The solutions are out there, we know that to solve the problem healthier food choices and physical movement combine to be the answer. But I fear we are not all being bold and ambitious enough in changing the ways we all behave and structure the lives of our children and young people. 

Once a playworker, always a playworker I say. And that indeed was one of my earliest jobs.  I learned then its potent power and how it could change lives. I noticed how active learning is hugely impactful. After all, it suits the learning style of so many of us. But alas, too often the emphasis in schools and elsewhere is placed upon sitting down, making small marks on paper, walking not running, over stating health and safety risks, and tightly packed timetables crammed to bursting with biased and judgemental ‘learning’ curricula, leaving creativity and activity on the cutting room floor. 

Can someone, somewhere please have the courage to reinvent this learning wheel? I heard the other day a story of how a boy had been found to be unable to settle in class, no doubt wanting and needing to expend pent-up energy fuelled by whatever was happening in his life, psychology and physiology. The response was to remove his opportunity for a breaktime. I would have proposed a longer break time myself. 

I call for lots of running in corridors, for children to be seen and heard, for freer timetabling, equality in curricula, for active and engaging learning, problem solving, outdoor time and learning, and break times as rewards and solutions to needs (sometimes called punishments or detentions, by people who really should know better).

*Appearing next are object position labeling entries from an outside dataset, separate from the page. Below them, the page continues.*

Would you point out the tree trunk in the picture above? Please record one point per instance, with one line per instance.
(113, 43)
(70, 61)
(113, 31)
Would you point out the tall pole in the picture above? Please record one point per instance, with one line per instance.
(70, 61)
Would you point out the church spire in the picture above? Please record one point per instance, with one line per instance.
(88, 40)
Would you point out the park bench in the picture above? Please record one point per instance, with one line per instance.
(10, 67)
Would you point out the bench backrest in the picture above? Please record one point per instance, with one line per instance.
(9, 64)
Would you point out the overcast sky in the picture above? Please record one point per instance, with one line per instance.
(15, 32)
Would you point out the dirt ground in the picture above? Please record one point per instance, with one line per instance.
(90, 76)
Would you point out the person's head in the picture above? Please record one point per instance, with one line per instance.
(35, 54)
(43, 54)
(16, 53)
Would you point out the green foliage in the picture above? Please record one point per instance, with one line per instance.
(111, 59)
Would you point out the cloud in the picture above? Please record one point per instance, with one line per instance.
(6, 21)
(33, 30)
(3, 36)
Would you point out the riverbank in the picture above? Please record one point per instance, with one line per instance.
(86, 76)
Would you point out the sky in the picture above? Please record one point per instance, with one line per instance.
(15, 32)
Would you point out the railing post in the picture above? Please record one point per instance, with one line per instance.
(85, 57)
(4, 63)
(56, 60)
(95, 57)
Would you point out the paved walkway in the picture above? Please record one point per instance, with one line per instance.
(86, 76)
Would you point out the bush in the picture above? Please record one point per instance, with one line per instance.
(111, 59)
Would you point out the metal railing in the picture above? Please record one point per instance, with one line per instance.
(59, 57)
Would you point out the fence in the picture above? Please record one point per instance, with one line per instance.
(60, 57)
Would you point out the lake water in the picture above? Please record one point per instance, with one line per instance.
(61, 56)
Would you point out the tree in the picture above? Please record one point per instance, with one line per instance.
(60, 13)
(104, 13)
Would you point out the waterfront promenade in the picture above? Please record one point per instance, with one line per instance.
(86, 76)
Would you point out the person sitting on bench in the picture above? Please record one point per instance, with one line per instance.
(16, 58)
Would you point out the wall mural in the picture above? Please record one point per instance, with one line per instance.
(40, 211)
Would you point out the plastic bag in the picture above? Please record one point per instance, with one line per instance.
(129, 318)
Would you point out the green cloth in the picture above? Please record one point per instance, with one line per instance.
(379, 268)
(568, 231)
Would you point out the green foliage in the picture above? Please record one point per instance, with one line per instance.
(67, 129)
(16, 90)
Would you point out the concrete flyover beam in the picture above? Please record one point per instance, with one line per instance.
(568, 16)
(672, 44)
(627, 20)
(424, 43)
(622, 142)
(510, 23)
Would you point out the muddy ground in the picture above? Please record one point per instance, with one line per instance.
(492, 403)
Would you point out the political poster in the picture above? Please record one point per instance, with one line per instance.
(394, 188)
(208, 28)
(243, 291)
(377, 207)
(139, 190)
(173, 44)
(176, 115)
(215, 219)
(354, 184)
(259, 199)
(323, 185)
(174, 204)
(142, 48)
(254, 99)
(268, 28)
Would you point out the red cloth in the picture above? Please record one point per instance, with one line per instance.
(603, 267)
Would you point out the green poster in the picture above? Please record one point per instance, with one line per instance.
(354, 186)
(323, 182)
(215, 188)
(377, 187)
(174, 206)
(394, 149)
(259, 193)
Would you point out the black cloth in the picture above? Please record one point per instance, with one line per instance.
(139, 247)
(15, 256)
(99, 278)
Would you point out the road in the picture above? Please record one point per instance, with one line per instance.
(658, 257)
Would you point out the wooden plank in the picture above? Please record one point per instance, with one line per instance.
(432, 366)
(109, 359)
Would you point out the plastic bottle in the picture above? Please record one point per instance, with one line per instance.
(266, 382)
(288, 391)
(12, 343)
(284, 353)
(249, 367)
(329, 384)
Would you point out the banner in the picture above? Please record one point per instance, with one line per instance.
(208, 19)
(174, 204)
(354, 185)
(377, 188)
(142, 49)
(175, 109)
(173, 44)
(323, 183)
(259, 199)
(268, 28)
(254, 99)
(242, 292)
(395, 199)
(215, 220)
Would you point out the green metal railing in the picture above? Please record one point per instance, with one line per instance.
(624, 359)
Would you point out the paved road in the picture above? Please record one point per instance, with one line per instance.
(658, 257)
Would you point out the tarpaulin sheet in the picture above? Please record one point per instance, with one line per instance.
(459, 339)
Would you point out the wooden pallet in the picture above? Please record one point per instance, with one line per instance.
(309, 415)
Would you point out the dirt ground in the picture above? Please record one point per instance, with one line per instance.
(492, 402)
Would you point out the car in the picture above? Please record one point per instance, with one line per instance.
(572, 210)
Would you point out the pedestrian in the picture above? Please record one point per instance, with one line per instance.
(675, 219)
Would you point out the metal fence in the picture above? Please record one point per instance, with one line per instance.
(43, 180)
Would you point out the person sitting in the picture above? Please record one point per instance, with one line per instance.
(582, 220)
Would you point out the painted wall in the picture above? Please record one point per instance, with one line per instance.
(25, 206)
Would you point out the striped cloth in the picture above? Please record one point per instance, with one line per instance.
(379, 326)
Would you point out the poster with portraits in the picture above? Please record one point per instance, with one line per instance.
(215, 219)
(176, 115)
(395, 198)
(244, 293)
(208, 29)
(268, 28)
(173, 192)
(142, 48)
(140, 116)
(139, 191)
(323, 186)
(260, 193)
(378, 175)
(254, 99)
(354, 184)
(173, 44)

There should be healthier school food that children will want to eat as they will be so happy and ravenously hungry after all this activity. 

I am not asking for much. It is a simple premise, but lots of things are getting in the way driven in no small part by the fact that those that succeeded in the ways things are, have found themselves in the very positions that decide how things should be in the future. I am pretty sure such changes would result in happier, healthier children, and would easily reverse that trend in those disturbing graphs and stats.